システム管理者、ITサポート技術者、緊急時対応の担当者など、企業リソースに高い権限でアクセスでき、複数のパラレルなIT環境におけるオペレーションが可能なパワーユーザーはどの従業員でしょうか?システムへの特権アクセスを持つ管理者、サポート技術者、事業継続計画において提携している主要パートナー、緊急時対応の担当者、経営陣など、取り扱いに厳重な注意が必要な機密情報を処理したり、企業の機密情報に高い権限でアクセスしたりする従業員はどうでしょうか?また、拠点ベースのアクセスを必要とするユーザーはどうでしょうか?

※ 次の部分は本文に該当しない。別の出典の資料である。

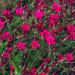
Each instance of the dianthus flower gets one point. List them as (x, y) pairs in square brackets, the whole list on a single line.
[(45, 33), (43, 73), (25, 27), (39, 14), (35, 44), (56, 7), (50, 40), (60, 57), (21, 46), (69, 57), (53, 20), (12, 68), (2, 24), (6, 12), (70, 28), (70, 1), (6, 36), (19, 11)]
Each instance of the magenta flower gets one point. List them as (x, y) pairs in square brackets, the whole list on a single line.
[(21, 46), (19, 11), (60, 57), (50, 40), (12, 68), (53, 20), (2, 24), (69, 57), (6, 12), (35, 44), (45, 33), (39, 14), (5, 55), (43, 73), (70, 28), (53, 16), (25, 27), (6, 36), (56, 7)]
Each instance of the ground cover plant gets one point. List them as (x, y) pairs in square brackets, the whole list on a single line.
[(37, 37)]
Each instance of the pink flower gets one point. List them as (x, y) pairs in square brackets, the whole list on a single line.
[(9, 49), (35, 44), (25, 27), (70, 28), (47, 60), (5, 55), (70, 1), (6, 12), (45, 33), (43, 73), (54, 16), (39, 14), (6, 36), (56, 7), (21, 46), (69, 57), (60, 57), (2, 24), (40, 26), (19, 11), (53, 20), (50, 40), (12, 68)]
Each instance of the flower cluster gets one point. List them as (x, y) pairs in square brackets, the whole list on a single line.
[(37, 37)]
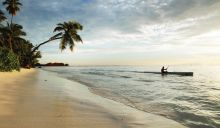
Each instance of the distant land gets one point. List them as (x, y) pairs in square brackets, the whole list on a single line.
[(52, 64)]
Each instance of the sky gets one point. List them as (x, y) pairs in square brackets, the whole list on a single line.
[(127, 32)]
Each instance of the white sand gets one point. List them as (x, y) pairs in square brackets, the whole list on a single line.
[(38, 99)]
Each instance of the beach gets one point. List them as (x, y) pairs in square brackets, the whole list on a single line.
[(40, 99)]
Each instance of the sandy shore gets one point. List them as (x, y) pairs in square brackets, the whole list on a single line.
[(39, 99)]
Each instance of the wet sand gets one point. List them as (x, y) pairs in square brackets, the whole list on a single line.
[(39, 99)]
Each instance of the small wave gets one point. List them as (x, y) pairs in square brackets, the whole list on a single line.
[(147, 81)]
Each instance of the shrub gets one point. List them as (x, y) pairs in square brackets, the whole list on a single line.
[(8, 60)]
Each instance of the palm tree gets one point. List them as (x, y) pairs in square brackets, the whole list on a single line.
[(12, 6), (12, 35), (2, 16), (68, 33)]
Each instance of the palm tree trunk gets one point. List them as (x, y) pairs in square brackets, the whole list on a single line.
[(11, 19), (36, 48), (10, 44)]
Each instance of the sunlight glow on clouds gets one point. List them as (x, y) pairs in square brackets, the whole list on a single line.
[(128, 31)]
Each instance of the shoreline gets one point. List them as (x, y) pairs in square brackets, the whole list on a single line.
[(47, 100)]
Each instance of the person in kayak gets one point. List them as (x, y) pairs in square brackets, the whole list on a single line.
[(164, 70)]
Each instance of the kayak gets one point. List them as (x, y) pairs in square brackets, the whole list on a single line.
[(172, 73)]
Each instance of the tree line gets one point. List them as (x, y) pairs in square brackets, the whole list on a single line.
[(16, 51)]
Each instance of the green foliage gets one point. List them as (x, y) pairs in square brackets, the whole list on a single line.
[(8, 60)]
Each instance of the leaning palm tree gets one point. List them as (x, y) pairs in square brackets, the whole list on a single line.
[(12, 6), (2, 16), (68, 33)]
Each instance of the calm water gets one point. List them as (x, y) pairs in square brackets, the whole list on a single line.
[(192, 101)]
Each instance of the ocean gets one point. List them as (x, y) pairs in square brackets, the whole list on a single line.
[(193, 101)]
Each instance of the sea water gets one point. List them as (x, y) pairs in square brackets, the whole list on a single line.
[(191, 100)]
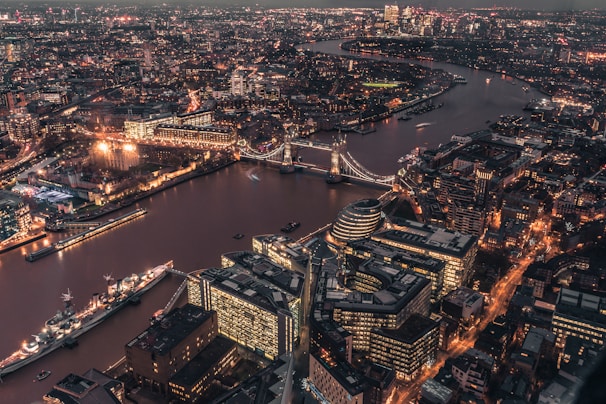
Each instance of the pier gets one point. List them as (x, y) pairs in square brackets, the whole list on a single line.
[(75, 239)]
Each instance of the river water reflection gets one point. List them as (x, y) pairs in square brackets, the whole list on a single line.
[(193, 223)]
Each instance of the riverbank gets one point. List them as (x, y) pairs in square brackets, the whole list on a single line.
[(437, 58), (113, 207), (22, 242)]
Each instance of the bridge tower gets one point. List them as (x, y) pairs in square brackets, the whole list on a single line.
[(287, 165), (334, 175)]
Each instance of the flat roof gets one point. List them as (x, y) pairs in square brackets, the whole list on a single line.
[(429, 237), (205, 360), (160, 338), (411, 330)]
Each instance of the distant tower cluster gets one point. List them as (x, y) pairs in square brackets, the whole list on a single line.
[(392, 13)]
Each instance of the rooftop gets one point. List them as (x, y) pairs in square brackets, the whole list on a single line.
[(411, 330), (160, 338), (429, 237)]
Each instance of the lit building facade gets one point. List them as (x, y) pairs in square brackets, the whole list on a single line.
[(282, 250), (338, 382), (257, 301), (195, 136), (579, 315), (163, 349), (118, 156), (457, 250), (407, 349), (21, 127), (144, 128), (463, 303), (357, 220), (431, 268), (191, 382), (395, 296), (15, 216), (392, 13)]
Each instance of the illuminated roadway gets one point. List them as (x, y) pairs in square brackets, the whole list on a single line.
[(501, 292)]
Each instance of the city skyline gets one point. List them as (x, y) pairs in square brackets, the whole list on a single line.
[(342, 189), (558, 5)]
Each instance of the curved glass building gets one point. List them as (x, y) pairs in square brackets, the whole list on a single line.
[(357, 220)]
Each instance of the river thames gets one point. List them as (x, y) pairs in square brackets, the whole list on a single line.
[(194, 222)]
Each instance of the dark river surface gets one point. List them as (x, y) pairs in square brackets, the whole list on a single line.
[(193, 223)]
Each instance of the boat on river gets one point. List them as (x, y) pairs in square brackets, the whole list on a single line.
[(43, 375), (68, 323), (292, 226)]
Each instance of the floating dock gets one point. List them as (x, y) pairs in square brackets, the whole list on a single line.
[(75, 239)]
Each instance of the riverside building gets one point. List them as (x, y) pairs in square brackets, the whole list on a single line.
[(163, 349), (431, 268), (457, 250), (407, 349), (257, 301), (384, 297), (357, 220)]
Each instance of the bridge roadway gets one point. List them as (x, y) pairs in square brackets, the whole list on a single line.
[(348, 166)]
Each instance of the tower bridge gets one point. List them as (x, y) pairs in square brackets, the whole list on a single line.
[(342, 163)]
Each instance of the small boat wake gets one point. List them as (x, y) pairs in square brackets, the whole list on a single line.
[(252, 175), (424, 125)]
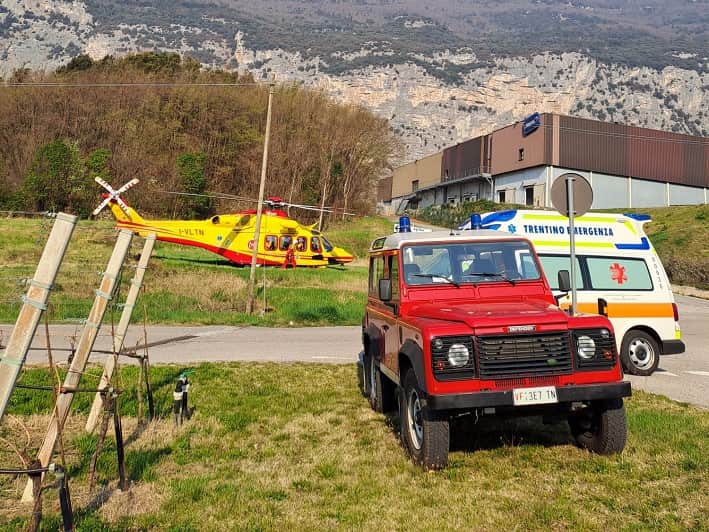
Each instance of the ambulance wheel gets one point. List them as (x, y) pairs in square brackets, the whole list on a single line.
[(639, 353), (425, 433), (601, 427)]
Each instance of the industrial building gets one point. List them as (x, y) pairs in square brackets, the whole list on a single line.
[(627, 166)]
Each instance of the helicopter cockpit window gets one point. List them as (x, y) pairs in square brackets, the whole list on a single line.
[(286, 242)]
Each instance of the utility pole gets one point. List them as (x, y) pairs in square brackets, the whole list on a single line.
[(259, 208)]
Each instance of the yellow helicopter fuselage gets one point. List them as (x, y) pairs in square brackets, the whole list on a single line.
[(232, 237)]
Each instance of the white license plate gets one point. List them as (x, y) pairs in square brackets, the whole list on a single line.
[(540, 395)]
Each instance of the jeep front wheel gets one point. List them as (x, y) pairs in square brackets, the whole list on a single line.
[(601, 427), (425, 433)]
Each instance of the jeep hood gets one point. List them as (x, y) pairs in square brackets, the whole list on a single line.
[(492, 314)]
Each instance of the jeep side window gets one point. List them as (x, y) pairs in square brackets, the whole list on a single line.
[(394, 276), (376, 272)]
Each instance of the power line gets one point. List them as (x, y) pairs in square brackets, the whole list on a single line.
[(143, 84)]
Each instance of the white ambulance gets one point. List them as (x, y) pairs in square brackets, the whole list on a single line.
[(618, 273)]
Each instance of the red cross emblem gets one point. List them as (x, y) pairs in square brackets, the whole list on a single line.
[(618, 273)]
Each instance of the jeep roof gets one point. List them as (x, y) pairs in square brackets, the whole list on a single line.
[(396, 240)]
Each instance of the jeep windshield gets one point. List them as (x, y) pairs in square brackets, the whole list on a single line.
[(469, 262)]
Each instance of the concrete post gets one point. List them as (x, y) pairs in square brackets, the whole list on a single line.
[(83, 350), (34, 303), (120, 334)]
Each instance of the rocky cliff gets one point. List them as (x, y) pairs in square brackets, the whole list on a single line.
[(429, 111)]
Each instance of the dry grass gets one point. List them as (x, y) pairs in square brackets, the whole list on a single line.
[(295, 447), (182, 284)]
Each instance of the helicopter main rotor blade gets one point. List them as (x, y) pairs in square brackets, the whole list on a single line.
[(101, 206), (128, 185)]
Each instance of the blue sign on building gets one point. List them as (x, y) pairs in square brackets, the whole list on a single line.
[(531, 124)]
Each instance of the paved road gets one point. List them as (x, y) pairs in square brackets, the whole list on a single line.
[(682, 377), (685, 377)]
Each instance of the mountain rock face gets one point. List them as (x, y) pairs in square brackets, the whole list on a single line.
[(434, 88)]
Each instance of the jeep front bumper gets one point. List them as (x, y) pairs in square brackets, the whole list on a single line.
[(566, 394)]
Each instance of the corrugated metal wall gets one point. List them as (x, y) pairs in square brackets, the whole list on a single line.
[(464, 159), (633, 151)]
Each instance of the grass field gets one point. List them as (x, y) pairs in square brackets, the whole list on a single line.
[(296, 447), (189, 285)]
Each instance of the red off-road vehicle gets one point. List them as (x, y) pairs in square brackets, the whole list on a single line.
[(466, 322)]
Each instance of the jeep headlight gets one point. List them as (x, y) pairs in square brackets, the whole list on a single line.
[(586, 347), (458, 355)]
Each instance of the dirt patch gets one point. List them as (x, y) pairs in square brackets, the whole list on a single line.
[(139, 499)]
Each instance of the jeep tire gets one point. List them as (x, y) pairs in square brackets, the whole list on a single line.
[(601, 427), (639, 353), (425, 433)]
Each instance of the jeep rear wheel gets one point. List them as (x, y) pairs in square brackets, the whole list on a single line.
[(601, 427), (425, 433), (639, 353)]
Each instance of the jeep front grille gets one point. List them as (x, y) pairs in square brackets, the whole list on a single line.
[(511, 356)]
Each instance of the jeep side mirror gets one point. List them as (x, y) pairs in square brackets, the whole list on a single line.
[(385, 289), (564, 282)]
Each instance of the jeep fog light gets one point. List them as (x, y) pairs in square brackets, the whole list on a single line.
[(587, 347), (458, 355)]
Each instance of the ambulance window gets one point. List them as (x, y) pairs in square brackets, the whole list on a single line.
[(270, 242), (376, 272), (608, 273), (553, 263), (286, 241), (527, 266)]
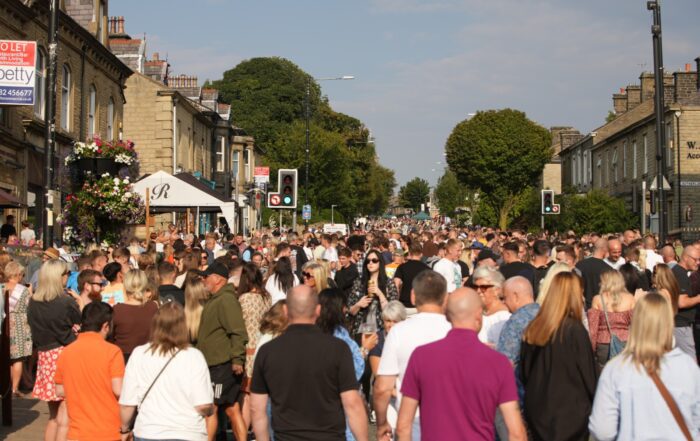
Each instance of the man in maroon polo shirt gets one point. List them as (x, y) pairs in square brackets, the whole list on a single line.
[(459, 382)]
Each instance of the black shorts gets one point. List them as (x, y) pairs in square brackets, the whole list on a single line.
[(225, 383)]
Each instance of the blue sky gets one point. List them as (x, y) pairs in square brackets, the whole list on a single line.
[(422, 66)]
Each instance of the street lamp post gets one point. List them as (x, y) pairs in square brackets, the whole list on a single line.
[(308, 118), (655, 7)]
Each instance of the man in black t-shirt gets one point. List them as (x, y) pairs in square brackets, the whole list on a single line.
[(310, 379), (591, 268), (407, 271), (683, 332), (513, 266)]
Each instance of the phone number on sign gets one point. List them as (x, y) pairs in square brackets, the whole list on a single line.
[(15, 92)]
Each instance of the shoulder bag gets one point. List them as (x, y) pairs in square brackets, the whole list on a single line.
[(136, 412), (616, 345), (671, 403)]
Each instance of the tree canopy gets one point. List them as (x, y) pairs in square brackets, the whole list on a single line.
[(268, 97), (414, 193), (500, 153)]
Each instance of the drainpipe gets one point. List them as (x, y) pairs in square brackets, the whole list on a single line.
[(175, 101)]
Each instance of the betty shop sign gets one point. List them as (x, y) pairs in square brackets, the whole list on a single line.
[(17, 72)]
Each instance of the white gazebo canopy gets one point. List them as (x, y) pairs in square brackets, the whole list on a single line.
[(183, 191)]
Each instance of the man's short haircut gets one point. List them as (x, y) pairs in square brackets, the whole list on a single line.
[(281, 247), (111, 271), (95, 314), (166, 269), (430, 288), (86, 276), (541, 248), (568, 250), (416, 249), (121, 252), (511, 246)]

これらの質問に答えるには、クラウドからオンプレミス、エンドポイントにいたるまで、ネットワークアーキテクチャ全体について考える必要があります。フォーティネットは、(導入環境がクラウド、オンプレミス、またはパワーユーザーのホームオフィスのいずれであっても)様々な提供形態において、統一された柔軟なオペレーティングシステムを提供することにより、そして、その管理を一元化してポリシーオーケストレーション、VPNテンプレート、ユーザーセグメンテーションを可能にすることにより、このような要件に対応することができます。

多目的なセキュリティアプローチの実現

FortiGateソリューションをクラウド、オンプレミス、またはリモートの場所に導入するフォーティネットのお客様は、この一元管理機能を活用して、複数のファイアウォールを横断的に制御および調整し、一貫したセキュリティとユーザーエクスペリエンスを確立し、維持することができます。フォーティネットは、いかなる場所いかなるタイミングでも、ビジネスパフォーマンスがユーザーの生産性、コンテンツやアプリケーションへのアクセスに大きく左右されることを理解しています。フォーティネット セキュリティ ファブリックは、セキュアSD-WANをコア機能として使用することでリモートアクセスを可能にし、様々な場所のパフォーマンス管理を可能にすることにより、大規模なクラウドリソースへのモバイルアクセスと固定アクセスの柔軟なオプションをセキュアに提供します。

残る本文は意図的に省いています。